OSが少なくなってきていることが原因として、より、「被害者」を狙い撃ちした攻撃が、増えてきている、ということらしい。
これはある意味での、「オレオレ詐欺」のようなもので、てっとりばやく、ユーザーにお金を振り込ませることを目的としている、というわけであるが、しかし、そういったことがどういうことを意味しているのかの以前に、

  • 他人が私の所有物であるパスコンスマホを、なんらかの意味で「壊す」「支配する」ことができる

という事実をどのように考えたらいいのか、ということなのであろう。
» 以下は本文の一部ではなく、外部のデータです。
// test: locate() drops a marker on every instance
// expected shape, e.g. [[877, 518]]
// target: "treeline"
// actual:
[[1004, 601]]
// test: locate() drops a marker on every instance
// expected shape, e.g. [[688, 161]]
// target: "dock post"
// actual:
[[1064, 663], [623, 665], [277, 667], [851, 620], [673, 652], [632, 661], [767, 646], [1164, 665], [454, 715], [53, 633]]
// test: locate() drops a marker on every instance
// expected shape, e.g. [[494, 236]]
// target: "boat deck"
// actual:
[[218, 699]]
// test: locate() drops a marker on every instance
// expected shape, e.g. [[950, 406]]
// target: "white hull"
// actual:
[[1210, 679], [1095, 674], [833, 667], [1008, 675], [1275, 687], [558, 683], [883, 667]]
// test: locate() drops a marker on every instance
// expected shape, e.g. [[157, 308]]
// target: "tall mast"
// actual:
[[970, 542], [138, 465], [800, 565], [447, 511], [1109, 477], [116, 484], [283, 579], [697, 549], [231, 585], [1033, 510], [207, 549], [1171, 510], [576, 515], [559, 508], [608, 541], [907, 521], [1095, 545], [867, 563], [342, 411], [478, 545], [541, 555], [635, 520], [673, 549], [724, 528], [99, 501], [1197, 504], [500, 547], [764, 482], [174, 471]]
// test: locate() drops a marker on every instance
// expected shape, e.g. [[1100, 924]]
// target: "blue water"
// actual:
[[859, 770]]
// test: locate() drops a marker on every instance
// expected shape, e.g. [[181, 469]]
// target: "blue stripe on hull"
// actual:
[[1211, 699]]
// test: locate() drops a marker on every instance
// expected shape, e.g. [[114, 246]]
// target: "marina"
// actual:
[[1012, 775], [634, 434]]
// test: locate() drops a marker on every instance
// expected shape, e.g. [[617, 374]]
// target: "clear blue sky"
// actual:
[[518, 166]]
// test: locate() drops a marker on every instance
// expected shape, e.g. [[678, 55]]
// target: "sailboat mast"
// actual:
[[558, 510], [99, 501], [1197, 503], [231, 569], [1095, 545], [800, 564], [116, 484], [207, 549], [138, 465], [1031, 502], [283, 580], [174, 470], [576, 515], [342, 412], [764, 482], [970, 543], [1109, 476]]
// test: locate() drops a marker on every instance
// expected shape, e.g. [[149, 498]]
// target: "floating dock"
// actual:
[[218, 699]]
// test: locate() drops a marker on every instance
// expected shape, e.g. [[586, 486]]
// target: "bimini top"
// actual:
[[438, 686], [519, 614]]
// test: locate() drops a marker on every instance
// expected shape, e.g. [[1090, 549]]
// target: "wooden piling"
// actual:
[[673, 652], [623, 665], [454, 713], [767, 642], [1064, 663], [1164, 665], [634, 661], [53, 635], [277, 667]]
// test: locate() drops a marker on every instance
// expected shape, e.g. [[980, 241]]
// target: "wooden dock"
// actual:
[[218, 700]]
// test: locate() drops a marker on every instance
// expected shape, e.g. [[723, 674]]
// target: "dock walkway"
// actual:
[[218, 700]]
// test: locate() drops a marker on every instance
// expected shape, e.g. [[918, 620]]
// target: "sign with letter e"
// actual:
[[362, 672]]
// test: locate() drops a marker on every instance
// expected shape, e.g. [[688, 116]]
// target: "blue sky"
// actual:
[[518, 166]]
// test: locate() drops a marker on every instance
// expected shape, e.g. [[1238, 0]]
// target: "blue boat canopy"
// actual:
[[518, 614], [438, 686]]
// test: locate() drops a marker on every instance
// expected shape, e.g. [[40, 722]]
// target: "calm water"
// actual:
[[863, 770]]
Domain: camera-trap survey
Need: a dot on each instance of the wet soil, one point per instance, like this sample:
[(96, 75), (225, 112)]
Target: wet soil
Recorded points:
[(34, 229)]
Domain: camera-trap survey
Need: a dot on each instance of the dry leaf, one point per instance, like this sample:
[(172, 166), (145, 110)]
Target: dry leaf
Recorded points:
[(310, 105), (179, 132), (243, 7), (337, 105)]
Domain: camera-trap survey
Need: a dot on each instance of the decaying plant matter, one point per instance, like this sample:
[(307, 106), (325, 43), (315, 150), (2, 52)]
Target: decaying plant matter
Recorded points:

この場合、本質的には、その他人は私に一つ一つの行為を「承認」してもらう形で、それらの手続きを完遂したわけであるが、その場合の私が「許した」範囲が事実上、こういった行為を行わせることを可能にするものだったというわけであり、まさにトロイの木馬になっているわけであろう。
次のような事態を考えてみよう。世界中には、多くのパソコンやスマホがあるが、それらの多くが、そういった形で、だれか他の人によって、実質上「支配」されていた、としよう。そして、夜中の誰も使っていない時間になると、それらは勝手に動きだし、ある「計算」を始める。もちろん、それだけであれば、多少電気代が重んでいるというレベルで、だれも気付かないが、こういった状況は、

  • 世界中のパソコンとスマホを使って、なんらかの「並列処理」を行っている

という状況すら考えることができる。
さて。このパソコンやスマホは「私のもの」でなかったのか? 私がお金を出して買ったのではなかったのか。ところが、世界中の誰かが、実際に、私に使用中の電気代を払わせて、なにかの用途に使っている、としたら、これは何が起きているのだろうか?